La Monnaie, 21 septembre
Richard Martet avait salué dans ces colonnes la fluidité, la drôlerie et la lisibilité de cette production signée Laurent Pelly, créée au Teatro Real de Madrid en octobre 2019 (voir O. M. n° 151 p. 50 de juin). Elle aurait dû arriver à la Monnaie un an plus tard si la pandémie n’en avait décidé autrement. Le public bruxellois aura pu finalement la découvrir en ouverture de la première saison de Christina Scheppelmann comme directrice générale, étant clairement annoncé que les spectacles programmés jusque fin 2025 sont encore les choix de son prédécesseur Peter de Caluwe : le mandat de l’Allemande commencera véritablement en janvier 2026 avec Benvenuto Cellini.
Alain Altinoglu, reconduit par Scheppelmann pour un nouveau mandat de directeur musical, assurera la continuité entre les deux règnes. Précise, incisive, efficace, sa direction se révèle ici aussi virtuose que la mise en scène. Mais à l’évidence des accents de la comédie, le chef ajoute un souci de la forme et de la beauté sonore : son Falstaff est, autant que ses récents épisodes du Ring wagnérien, l’expression de la fusion parfaite entre un sens dramatique constant et un véritable hédonisme musical. Lequel renvoie d’ailleurs ici à l’esthétique assumée de la vision de Pelly, dont certains tableaux sont un plaisir pour les yeux.

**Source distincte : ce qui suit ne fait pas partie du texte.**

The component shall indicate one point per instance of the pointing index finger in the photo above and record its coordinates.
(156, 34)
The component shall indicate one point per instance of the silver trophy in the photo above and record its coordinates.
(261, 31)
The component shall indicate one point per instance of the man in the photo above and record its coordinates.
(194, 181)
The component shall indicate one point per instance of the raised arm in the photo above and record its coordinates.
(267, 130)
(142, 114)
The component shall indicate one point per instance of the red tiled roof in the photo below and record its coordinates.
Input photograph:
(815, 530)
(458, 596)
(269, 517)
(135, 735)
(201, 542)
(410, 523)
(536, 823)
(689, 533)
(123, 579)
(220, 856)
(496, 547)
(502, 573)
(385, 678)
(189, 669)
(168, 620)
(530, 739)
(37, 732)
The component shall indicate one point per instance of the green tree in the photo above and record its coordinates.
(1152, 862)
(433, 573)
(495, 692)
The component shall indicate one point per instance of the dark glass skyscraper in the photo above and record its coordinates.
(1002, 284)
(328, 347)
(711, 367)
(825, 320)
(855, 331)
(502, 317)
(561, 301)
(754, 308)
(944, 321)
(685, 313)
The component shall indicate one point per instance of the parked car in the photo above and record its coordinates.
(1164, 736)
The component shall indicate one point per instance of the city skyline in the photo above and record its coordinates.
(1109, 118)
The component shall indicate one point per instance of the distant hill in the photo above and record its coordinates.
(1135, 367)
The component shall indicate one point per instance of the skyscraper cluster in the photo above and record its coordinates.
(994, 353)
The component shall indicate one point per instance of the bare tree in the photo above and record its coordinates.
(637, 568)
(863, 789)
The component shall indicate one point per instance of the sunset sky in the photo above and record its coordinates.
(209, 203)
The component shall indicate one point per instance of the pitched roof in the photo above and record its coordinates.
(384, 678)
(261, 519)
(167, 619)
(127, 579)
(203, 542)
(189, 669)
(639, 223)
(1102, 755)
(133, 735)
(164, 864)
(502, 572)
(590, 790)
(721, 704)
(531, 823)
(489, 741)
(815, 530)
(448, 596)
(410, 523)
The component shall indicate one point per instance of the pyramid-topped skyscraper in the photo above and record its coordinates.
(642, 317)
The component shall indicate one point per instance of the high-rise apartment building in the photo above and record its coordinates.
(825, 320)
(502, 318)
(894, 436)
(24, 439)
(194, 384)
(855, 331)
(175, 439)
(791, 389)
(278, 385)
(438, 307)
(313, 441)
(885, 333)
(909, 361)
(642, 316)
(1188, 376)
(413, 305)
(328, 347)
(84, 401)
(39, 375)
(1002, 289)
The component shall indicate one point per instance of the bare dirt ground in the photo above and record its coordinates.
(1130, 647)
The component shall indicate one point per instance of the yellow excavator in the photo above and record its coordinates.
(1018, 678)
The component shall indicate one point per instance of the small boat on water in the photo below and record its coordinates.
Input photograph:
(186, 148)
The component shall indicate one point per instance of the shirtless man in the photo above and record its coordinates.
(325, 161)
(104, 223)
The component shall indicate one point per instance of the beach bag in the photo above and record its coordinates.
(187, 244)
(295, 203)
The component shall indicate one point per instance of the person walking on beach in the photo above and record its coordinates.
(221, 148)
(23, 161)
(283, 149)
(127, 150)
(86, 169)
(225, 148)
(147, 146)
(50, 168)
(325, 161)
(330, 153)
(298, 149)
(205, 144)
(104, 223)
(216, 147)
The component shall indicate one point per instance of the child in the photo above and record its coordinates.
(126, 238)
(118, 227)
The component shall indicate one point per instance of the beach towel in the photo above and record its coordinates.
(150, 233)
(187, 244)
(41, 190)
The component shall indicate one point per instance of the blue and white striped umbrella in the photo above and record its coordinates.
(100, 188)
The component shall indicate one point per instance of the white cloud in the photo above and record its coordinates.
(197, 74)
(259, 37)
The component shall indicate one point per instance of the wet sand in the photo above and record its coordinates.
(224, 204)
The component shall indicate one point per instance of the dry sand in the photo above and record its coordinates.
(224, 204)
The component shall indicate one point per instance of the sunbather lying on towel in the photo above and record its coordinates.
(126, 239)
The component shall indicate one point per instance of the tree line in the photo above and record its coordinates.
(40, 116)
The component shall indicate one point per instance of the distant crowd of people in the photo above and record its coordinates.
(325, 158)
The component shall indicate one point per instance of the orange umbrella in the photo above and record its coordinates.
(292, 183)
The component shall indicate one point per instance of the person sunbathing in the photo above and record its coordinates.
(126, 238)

Sans être exceptionnel, le plateau vocal s’avère de belle tenue. On y retrouve nombre de fidèles de la Monnaie, à commencer par Sir Simon Keenlyside, qu’on n’avait plus entendu à Bruxelles depuis plus de vingt ans (il incarna notamment Orfeo et Don Giovanni lors de l’ère Foccroulle) mais qui revient pour tenter son premier Falstaff. Séduisant par son lyrisme plus que par une vis comica un peu parcimonieuse, le baryton anglais livre une incarnation plus attendrissante que véritablement convaincante, avec un registre central bien projeté et très clair mais un grave insuffisant. Lionel Lhote campe un Ford impeccable de netteté et de puissance, qu’il partage avec la Quickly somptueuse de Daniela Barcellona.
Sally Matthews, qui a déjà chanté à Bruxelles des emplois aussi différents que la Governess de The Turn of the Screw, la Maréchale, Daphné, la Comtesse de Capriccio, Jenůfa, Norma, Tatiana et Anne Trulove, propose cette fois une Alice Ford affirmée et puissante, mais çà et là imprécise. On est séduit par un couple d’amoureux empreint de fraîcheur (Benedetta Torre en Nannetta et Bogdan Volkov en Fenton) et par le Bardolfo plein de verve de Mikeldi Atxalandabaso, on salue les très corrects Pistola de Patrick Bolleire et Meg Page de Marvic Monreal, et on regrette que John Graham-Hall, mémorable Aschenbach – il y près de deux décennies il est vrai – en soit réduit à un Cajus terne et parfois dissonant.